# problem with nvidia drivers - split screen

## AdamM

Hey,

I just installed Gentoo on a new notebook, Acer Extensa 5635, with GeForce 105M graphic card. xorg works perfectly fine when using nv driver, but everything breaks after switching to nvidia - xserver starts, but is split into 6 parts:

http://wstaw.org/images/free/2009/09/25/5e51a52a5098bfcd915c8b96075ccd.jpeg

Here are my xorg.conf and xorg log:

http://dodecki.net/xorg.conf

http://dodecki.net/Xorg.0.log  (this one is rather long, because I enabled modes debug and it seems the greates acceptable mode is 640x480)

Do you have any clue?

----------

## krinn

the driver cannot validate any modes for your screen. 

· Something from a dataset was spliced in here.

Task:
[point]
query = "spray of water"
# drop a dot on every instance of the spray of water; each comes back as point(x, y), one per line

Do you have any fb active? nvidia dislike it, also try use glx from nvidia instead of aiglx

try eselect opengl list and switch to nvidia one.

----------

## AdamM

 *krinn wrote:*   

> Do you have any fb active?

 

I doubt that, I only pass root= option to kernel

 *Quote:*   

> try eselect opengl list and switch to nvidia one.

 

as soon as kde is compiled, i'll try it

----------

## krinn

well, it could even not in use, if the fb is compile as module, udev will load it for you. Like the nvidia module, you don't have to run X for the nvidia module to be loaded, just own the module, an nvidia card and udev will do the work for you.

----------

## AdamM

i got only userspace vesa framebuffer compiled into kernel. switching to nvidia opengl didn't help.

----------